A minimum product card includes:

FieldDescription
Product nameInternal product name
TypePlatform or applied
Product classLLM, RAG, ML, automation, code agent, agentic system, etc.
OwnerWho owns product development
Target audienceWho the product is for
Main scenariosWhich tasks it solves
Used platformsWhich base capabilities it uses
StatusIdea, pilot, production, evolution, retirement
ConstraintsWhat the product must not do
IntegrationsWhich systems it connects to
InitiativesWhich initiatives use the product
MetricsUsage, quality, impact, cost

Product statuses

Product idea
→ Feasibility evaluation
→ Pilot
→ Production
→ Scaling
→ Evolution
→ Retirement

Platform products are evaluated by reliability, security, scalability, usage cost, availability to teams, and speed of onboarding new scenarios.

Applied products are evaluated by user value, adoption, result quality, effort reduction, business impact, and scenario repeatability.


Strategic portfolio decisions

Important portfolio decisions include:

  • Investment choices — which AI products to grow and which to postpone.
  • Task-to-product mapping — which use case class each product serves.
  • Build / Buy / Partner — internal development, buying a solution, or partnering.
  • Product maturity management — from experiment to scaled adoption.

The portfolio strategy should be reviewed at least quarterly based on new technologies, business priorities, initiative results, and maturity of existing products.


How AI products connect to initiatives

AI products and AI initiatives are different entities. An initiative describes a business need, value hypothesis, and implementation path. A product describes the reusable capability through which the need can be implemented.

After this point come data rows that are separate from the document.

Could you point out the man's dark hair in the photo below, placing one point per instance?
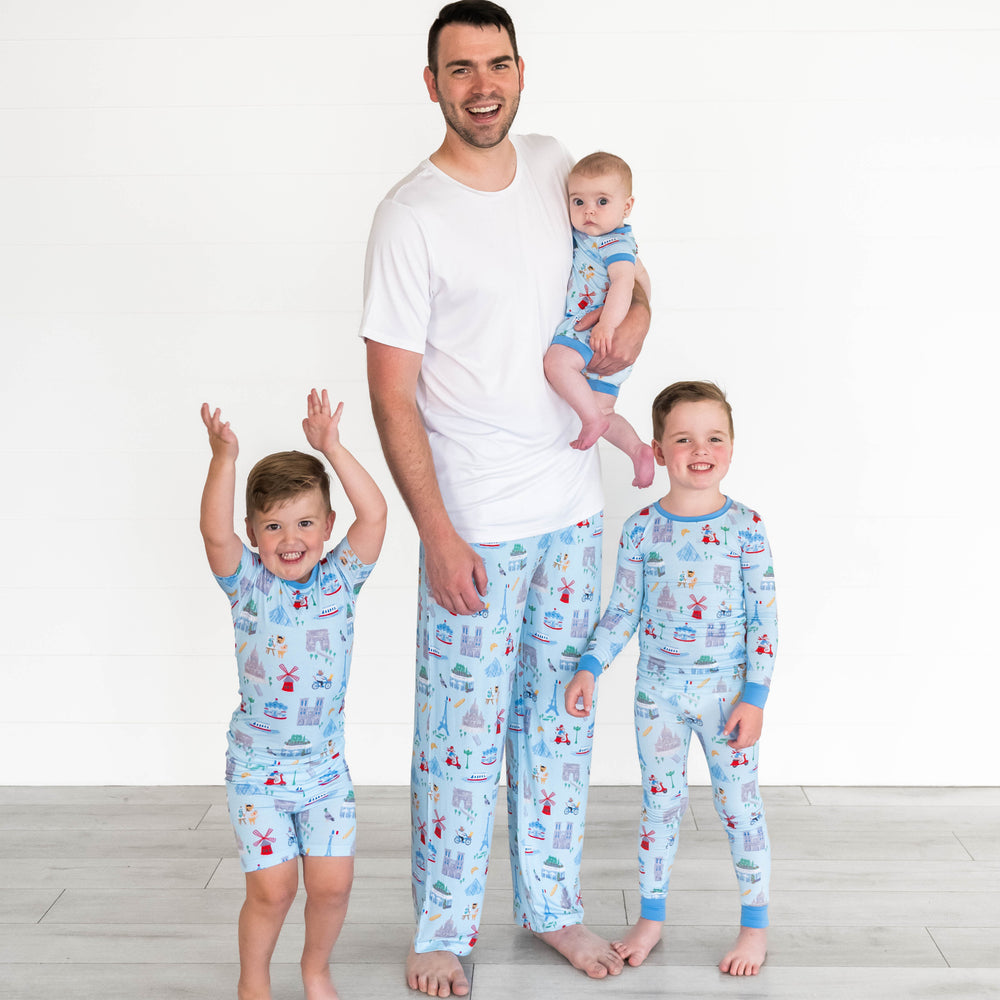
(479, 13)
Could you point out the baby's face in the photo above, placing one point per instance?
(597, 204)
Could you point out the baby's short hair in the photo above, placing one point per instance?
(687, 392)
(277, 478)
(599, 163)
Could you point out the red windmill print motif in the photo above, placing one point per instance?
(265, 840)
(439, 824)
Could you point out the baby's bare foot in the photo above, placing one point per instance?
(747, 955)
(584, 950)
(436, 973)
(319, 986)
(639, 940)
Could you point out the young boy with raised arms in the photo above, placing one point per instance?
(287, 782)
(694, 579)
(605, 269)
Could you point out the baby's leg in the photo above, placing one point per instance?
(269, 895)
(623, 436)
(328, 888)
(563, 369)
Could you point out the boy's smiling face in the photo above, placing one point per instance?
(597, 205)
(696, 448)
(291, 537)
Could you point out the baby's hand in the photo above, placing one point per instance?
(580, 690)
(322, 426)
(220, 435)
(601, 337)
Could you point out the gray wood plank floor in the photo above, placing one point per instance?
(115, 892)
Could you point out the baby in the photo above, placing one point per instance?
(605, 269)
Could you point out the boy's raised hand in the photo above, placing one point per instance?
(322, 426)
(580, 694)
(221, 436)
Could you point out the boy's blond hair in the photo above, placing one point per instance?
(600, 163)
(277, 478)
(687, 392)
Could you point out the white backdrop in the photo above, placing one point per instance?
(185, 194)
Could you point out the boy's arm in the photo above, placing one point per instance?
(456, 576)
(322, 429)
(617, 625)
(222, 545)
(617, 299)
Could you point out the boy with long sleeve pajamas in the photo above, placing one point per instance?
(695, 580)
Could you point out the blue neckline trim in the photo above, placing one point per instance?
(700, 517)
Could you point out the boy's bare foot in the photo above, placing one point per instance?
(319, 986)
(644, 466)
(584, 950)
(253, 991)
(639, 940)
(436, 973)
(747, 955)
(590, 433)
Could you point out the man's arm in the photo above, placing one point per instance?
(456, 576)
(629, 336)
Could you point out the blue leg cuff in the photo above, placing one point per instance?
(753, 916)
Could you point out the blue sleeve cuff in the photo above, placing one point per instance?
(754, 694)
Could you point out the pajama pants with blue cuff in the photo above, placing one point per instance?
(668, 710)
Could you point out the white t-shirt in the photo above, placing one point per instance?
(475, 281)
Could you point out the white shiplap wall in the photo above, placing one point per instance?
(185, 193)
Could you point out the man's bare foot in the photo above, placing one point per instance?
(436, 973)
(639, 940)
(644, 466)
(747, 955)
(590, 433)
(319, 986)
(584, 950)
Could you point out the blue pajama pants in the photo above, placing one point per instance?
(490, 683)
(668, 709)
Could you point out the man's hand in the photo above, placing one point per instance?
(455, 575)
(746, 721)
(221, 436)
(628, 337)
(322, 427)
(580, 694)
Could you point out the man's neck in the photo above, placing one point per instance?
(481, 169)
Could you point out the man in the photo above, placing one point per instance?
(465, 282)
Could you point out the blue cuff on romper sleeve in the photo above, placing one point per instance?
(755, 694)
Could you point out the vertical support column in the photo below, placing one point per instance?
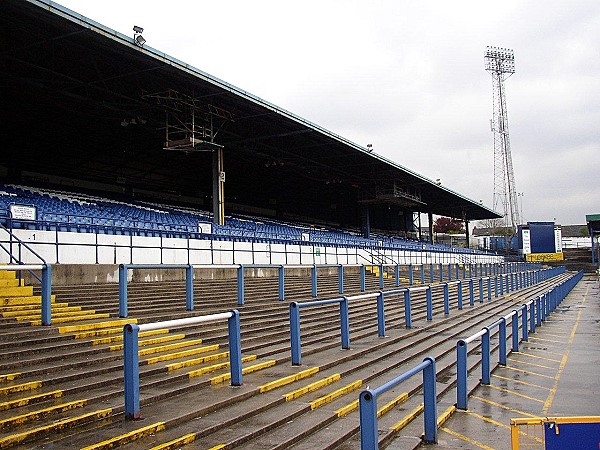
(241, 293)
(515, 331)
(122, 290)
(471, 293)
(218, 187)
(47, 295)
(407, 310)
(485, 357)
(363, 278)
(369, 434)
(131, 371)
(281, 274)
(461, 374)
(481, 290)
(235, 348)
(502, 346)
(430, 401)
(295, 344)
(344, 323)
(189, 288)
(380, 315)
(446, 299)
(429, 303)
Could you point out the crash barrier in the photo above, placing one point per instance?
(532, 313)
(555, 433)
(46, 281)
(131, 356)
(368, 405)
(295, 339)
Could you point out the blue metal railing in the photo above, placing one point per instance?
(533, 313)
(369, 434)
(131, 357)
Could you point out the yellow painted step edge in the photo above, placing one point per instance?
(176, 443)
(256, 367)
(335, 394)
(27, 400)
(36, 432)
(35, 415)
(127, 437)
(95, 326)
(311, 387)
(287, 380)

One product can be used in several initiatives. One initiative can use several products.

Example initiative: reduce time to prepare analytical briefs. Used products: LLM, RAG, analyst assistant.


Key principle

The company must manage not only the flow of AI ideas, but also the portfolio of AI products through which these ideas are implemented.

Without this, AI adoption becomes a set of disconnected pilots. With it, the company gets less duplication, faster delivery, clearer architecture, managed security, reuse, and transparent accountability.